To validate the effectiveness of our ShareCaptioner-Video in the video captioning task and further support the development of the video generation domain, we utilized it to annotate a large volume of aesthetically appealing videos. Specifically, we meticulously collect and process 4.8 million video clips, totaling approximately 3000 hours, from three sources: MixKit [43], Pexels [48], and Pixabay [49]. Subsequently, we employ the sliding captioning mode of ShareCaptioner-Video to generate high-quality captions for these videos. The total captioning process requires approximately 4000 H100 GPU hours. We provide some statistics on generated captions in Figure 8.

4 Experiments

4.1 Video Understanding

Datasets and Benchmarks.To thoroughly explore the benefits that our high-quality video-caption data bring to LVLMs, we conduct comprehensive evaluations of the model across three multi-modal video benchmarks. VideoBench [44] curates approximately 15,000 QA pairs spanning 10 evaluation dimensions from 13 existing data sources, such as MSVD-QA [62], MSRVTT-QA [62], Activitynet-QA [67], etc. MVBench [30] is designed to challenge LVLMs with video tasks that cannot be effectively resolved by single-frame reliance, featuring 4,000 QA pairs derived from 11 public video benchmarks. TempCompass [38] specifically assesses the nuanced performance of LVLMs across various temporal aspects, such as speed, direction, and attribute changes. It includes 410 videos and 7,540 meticulously collected instructions, emphasizing temporal comprehension and interaction.

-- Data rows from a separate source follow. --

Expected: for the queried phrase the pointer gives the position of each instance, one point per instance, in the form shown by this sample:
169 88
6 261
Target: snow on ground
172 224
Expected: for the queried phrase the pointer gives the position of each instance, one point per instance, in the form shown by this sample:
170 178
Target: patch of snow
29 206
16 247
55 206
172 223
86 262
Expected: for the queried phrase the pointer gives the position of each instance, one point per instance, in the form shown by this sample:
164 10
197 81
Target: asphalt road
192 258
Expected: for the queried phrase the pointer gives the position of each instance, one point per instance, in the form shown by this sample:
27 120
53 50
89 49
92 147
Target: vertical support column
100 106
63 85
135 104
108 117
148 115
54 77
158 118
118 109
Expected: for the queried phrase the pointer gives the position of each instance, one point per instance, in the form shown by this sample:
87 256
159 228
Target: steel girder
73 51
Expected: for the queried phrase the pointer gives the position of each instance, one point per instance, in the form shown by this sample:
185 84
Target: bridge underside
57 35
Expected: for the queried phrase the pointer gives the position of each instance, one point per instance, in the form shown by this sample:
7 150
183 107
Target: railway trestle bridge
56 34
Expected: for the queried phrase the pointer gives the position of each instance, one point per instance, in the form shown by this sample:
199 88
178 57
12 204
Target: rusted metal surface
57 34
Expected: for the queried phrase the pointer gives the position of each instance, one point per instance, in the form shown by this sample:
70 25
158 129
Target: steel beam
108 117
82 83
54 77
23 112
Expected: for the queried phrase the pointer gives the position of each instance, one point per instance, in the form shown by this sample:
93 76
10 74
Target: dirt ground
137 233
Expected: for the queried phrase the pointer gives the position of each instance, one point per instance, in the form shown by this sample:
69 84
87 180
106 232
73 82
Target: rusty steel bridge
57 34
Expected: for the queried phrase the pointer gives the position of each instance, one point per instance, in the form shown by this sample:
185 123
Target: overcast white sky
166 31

Model	VideoBench	MVBench	TempCompass	Avg.
VideoLLaVA-7B [34]	34.5	43.0	50.6	42.7
VideoLLaVA-7B+Ours	35.2	43.6	52.7	43.8
LLaMA-VID-7B [32]	36.5	41.3	48.1	42.0
LLaMA-VID-7B+Ours	38.2	43.2	50.6	44.0
LLaMA-VID-13B [32]	48.3	43.3	51.4	47.7
LLaMA-VID-13B+Ours	52.4	44.2	53.3	50.0

Caption	Unlock ViT	VideoBench	MVBench	TempCompass	Avg.
–	$\times$	37.3	47.2	57.2	47.2
short	$\times$	36.9	47.5	56.1	46.8
short	✓	37.5	47.9	56.9	47.4
detailed	$\times$	40.7	50.3	60.7	50.6
detailed	✓	41.2	51.2	61.5	51.3

Improving current LVLMs with ShareGPT4Video.We validate the effectiveness of the high-quality video-caption data collected in ShareGPT4Video to improve the performance of current LVLMs. For fairness and simplicity, we integrate 28K high-quality video-caption data related to complex scenes (Panda-70M [12], Ego4D [18], and BDD100K [66]) of ShareGPT4Video to replace the captions data in the VideoChatGPT-100K [42] conversation data with an equivalent number.Then we train the VideoLLaVA [34] and LLaMA-VID [32] with their default training settings and hyperparameters. As shown in Table 1, ShareGPT4Video consistently improves the alignment between video and language modalities in different LVLM architectures and scales. Specifically, VideoLLaVA-7B [34] achieves an average performance gain of 1.1 across three comprehensive multi-modal video benchmarks after integrating high-quality captions, while LLaMA-VID-7B and LLaMA-VID-13B achieve an average gain of 2.0 and 2.3, separately. Our high-quality video-caption data is particularly effective in helping LVLMs achieve significant performance improvements on benchmarks that require complex temporal understanding, such as TempCompass [38].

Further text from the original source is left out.